Ülkemiz Konut, İnşaat ve Yapı Sektörünün Genel Bir Değerlendirmesi
İnşaat sektörü, bağlantılı olduğu pek çok diğer yan sektör de göz önünde bulundurulduğunda gerek sağladığı istihdam gerekse katma değer ile ülkemiz ekonomisinin adeta lokomotifi konumundadır. Diğer sektörlere nazaran ülkede yaşanan ekonomik ve siyasi gelişmelere karşı oldukça hassas olması sebebiyle, yaşanan pandeminin ve sonrasındaki dönemdeki gidişatın da ne yazık ki inşaat sektörünü iyi etkilemediği aşikardır.
2020 senesinde sağlanan bazı kredi olanakları ile konut satışı desteklenmiş ve müteahhitlerin ellerindeki stokların tükenmesiyle sektör hareketlendiyse de, 2021’e baktığımızda sektör beklentilerin altında seyretmiştir. Sektörü canlandıracak pek fazla yeni proje olmadığı gibi, girdi maliyetlerindeki artış ile döviz kurundaki dalgalanmalar ve enflasyon-faiz etkileri gibi nedenler ile önünü göremeyen pek çok müteahhit, yeni yatırımlara girmeyip şu an beklemeyi tercih etmektedir. Ülkede yaşanan finansal dalgalanmalar sebebiyle piyasalardaki belirsizlik, planlama ve yatırım yapmayı oldukça güç hale getirmiştir.

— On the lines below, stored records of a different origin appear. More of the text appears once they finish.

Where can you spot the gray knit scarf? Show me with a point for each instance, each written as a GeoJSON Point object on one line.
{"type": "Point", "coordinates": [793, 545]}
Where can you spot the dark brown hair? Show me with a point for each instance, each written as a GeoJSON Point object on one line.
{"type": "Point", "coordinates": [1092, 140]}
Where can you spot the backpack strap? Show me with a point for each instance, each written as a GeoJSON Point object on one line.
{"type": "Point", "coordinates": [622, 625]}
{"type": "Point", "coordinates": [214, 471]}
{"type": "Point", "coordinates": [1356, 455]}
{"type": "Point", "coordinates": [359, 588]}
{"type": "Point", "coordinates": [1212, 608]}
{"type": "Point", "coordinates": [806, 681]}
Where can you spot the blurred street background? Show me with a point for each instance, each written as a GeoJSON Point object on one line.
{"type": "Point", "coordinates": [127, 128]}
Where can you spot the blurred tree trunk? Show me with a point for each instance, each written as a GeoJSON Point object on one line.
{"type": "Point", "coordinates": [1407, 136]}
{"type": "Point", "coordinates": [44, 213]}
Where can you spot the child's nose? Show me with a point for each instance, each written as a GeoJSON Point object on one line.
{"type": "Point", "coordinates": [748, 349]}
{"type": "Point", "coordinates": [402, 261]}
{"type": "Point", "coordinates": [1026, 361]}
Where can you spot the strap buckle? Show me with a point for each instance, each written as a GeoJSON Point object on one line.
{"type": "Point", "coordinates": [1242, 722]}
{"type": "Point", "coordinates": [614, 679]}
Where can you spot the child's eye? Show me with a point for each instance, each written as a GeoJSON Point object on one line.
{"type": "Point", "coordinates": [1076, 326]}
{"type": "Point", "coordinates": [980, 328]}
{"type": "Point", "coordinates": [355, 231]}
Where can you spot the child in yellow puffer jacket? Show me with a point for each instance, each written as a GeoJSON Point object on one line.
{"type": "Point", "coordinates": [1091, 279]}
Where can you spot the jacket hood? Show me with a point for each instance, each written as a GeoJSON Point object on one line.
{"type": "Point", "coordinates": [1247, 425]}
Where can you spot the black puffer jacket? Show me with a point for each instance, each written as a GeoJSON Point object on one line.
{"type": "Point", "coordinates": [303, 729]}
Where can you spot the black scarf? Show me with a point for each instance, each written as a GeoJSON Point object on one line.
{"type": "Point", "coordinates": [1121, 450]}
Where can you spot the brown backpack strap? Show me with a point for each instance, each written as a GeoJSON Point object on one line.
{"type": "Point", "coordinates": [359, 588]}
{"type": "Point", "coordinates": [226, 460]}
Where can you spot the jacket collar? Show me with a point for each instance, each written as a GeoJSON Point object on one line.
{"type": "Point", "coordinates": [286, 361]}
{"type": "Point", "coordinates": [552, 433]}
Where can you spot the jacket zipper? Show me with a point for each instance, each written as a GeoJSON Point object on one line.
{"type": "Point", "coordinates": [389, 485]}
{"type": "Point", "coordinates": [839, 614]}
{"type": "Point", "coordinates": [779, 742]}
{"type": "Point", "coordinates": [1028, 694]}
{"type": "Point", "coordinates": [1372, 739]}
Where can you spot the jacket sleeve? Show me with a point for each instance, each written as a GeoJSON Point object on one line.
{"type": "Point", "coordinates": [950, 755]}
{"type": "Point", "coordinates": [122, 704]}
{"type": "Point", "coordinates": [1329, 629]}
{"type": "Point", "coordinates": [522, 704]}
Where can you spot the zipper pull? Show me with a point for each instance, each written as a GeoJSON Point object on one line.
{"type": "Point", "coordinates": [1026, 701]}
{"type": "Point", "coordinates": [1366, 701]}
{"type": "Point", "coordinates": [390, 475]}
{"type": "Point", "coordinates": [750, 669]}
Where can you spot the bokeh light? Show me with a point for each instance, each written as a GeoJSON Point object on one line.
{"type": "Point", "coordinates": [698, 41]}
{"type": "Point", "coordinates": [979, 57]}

Son bir yıl içerisinde gerçekleşen inşaat malzemelerindeki maliyet artışı, % 65 gibi bir artıştan söz ediyoruz, düşen alım gücü nedeniyle talebin azalması ve ödeneklerin yetersizliği gibi sorunlara bir de döviz kurlarındaki artışların eklenmesiyle inşaat sektörü sıkıntılı bir süreçten geçmekte desek yanlış olmaz.

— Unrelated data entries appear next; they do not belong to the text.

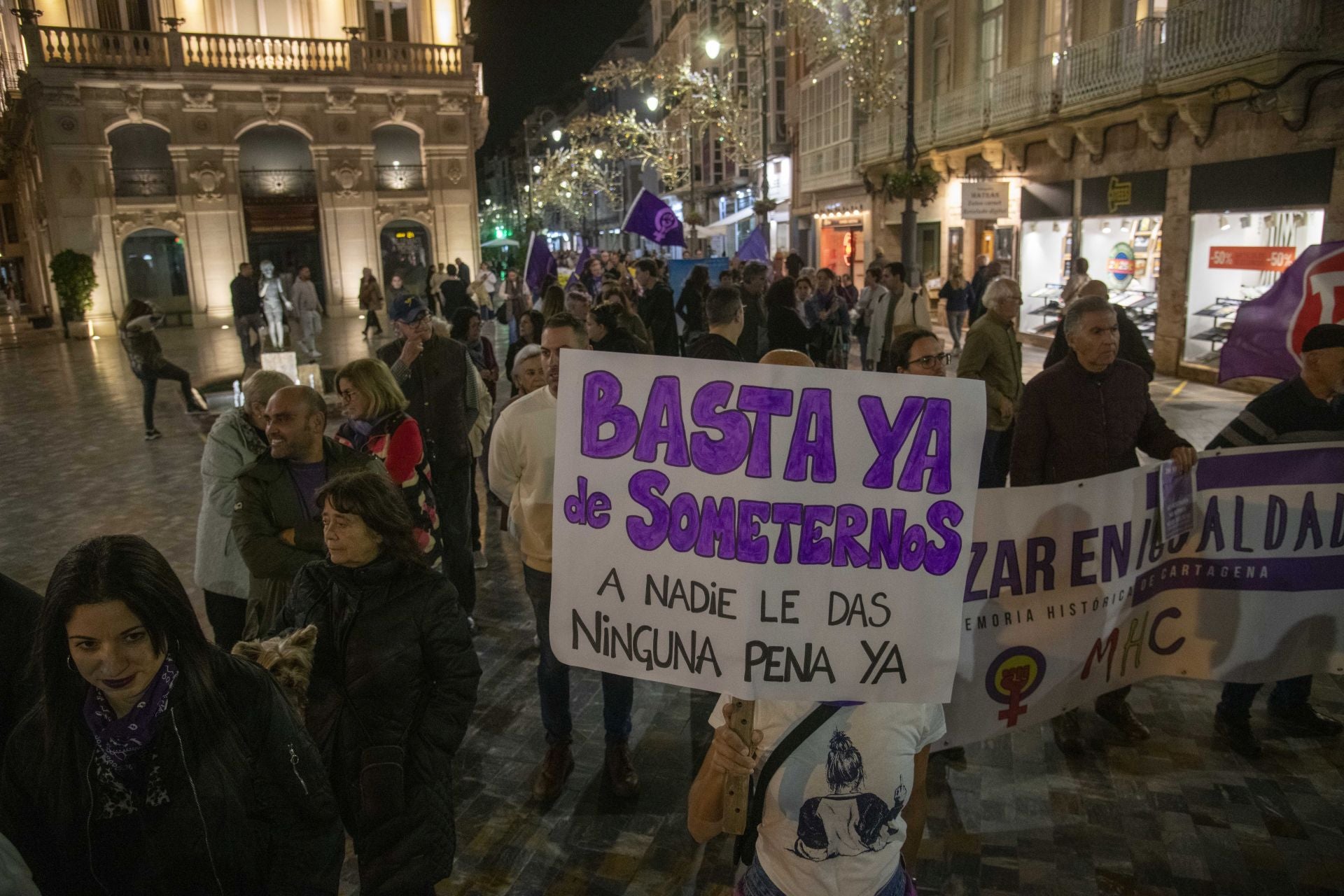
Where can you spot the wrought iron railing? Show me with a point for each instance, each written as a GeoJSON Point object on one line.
{"type": "Point", "coordinates": [277, 184]}
{"type": "Point", "coordinates": [144, 182]}
{"type": "Point", "coordinates": [400, 176]}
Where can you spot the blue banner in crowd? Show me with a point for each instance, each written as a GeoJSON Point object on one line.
{"type": "Point", "coordinates": [654, 219]}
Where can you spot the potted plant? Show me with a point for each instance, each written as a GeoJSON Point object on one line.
{"type": "Point", "coordinates": [74, 281]}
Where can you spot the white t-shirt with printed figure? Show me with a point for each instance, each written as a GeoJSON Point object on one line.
{"type": "Point", "coordinates": [831, 821]}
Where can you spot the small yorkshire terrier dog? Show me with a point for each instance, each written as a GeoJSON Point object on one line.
{"type": "Point", "coordinates": [289, 660]}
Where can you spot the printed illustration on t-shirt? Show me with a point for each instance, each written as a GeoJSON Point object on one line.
{"type": "Point", "coordinates": [847, 821]}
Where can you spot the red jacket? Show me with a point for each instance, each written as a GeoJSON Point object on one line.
{"type": "Point", "coordinates": [1074, 425]}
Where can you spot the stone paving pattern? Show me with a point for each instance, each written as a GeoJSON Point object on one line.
{"type": "Point", "coordinates": [1179, 814]}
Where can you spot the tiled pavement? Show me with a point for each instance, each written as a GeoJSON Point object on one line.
{"type": "Point", "coordinates": [1175, 816]}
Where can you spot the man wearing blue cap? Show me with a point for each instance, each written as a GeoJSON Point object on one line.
{"type": "Point", "coordinates": [436, 375]}
{"type": "Point", "coordinates": [1306, 409]}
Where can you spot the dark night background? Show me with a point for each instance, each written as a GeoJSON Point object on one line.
{"type": "Point", "coordinates": [534, 49]}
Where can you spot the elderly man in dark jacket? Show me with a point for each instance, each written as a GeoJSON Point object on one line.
{"type": "Point", "coordinates": [277, 523]}
{"type": "Point", "coordinates": [1081, 418]}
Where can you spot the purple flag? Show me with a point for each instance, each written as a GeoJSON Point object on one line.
{"type": "Point", "coordinates": [651, 218]}
{"type": "Point", "coordinates": [539, 262]}
{"type": "Point", "coordinates": [1266, 337]}
{"type": "Point", "coordinates": [755, 248]}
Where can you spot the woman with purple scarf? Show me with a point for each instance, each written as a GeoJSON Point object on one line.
{"type": "Point", "coordinates": [153, 762]}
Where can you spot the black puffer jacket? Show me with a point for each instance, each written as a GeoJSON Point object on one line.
{"type": "Point", "coordinates": [394, 680]}
{"type": "Point", "coordinates": [269, 828]}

Yarıda kalmış projeler ve sektördeki yavaşlama ile geleceğe dair belirsizliğin yarattığı kaygı da göz önünde bulundurulduğunda, günümüzde bitmiş projelerin daha değerli hale geldiğini söyleyebiliriz. (Bu arada TÜİK verilerine göre 2013-2021 yılları arasında oluşan konut stoku 1,5 milyonu geçmiştir.)
Tüm bu sorunlara rağmen yine de biliyoruz ki, Türkiye gibi sürekli gelişmekte olan bir ülkede, istihdama bağlı göçü ve doğumlarla birlikte sürekli artmakta olan genç nüfusu hesaba katarsak, şüphesiz ki yapı sektörü tekrar canlanacaktır. (Yaşanmakta olan nüfus artışı sadece konut ve gayrimenkule olan talebi arttırmakla kalmayacak; ulaşım, sosyal ve altyapı tesis ihtiyaçlarının da tekrar düşünülmesini ve üretilmesini sağlayacaktır.) Fakat bahsettiğim canlanmayı sağlamak adına bazı adımlar atılmalıdır. İnşaat malzemelerindeki artışları önleyemiyorsak, inşaatlardaki diğer bir önemli payın sahibi arsalar ile ilgili yeni planlamalar yapılmalıdır. Örneğin, yeni rezerv konut alanları üretilmelidir. Böylelikle mevcutta az sayıdaki arsa sayısının arttırılması söz konusu olacaktır. Zira Bursa özelinde konuşursak, Bursalı inşaat üreten firmalar, çevre illere ve hatta ülkelere gitmektedir. Bir de bir diğer önemli konu da kentsel dönüşümlere teşvik edecek düzenlemelerin yapılması gerekliliğidir.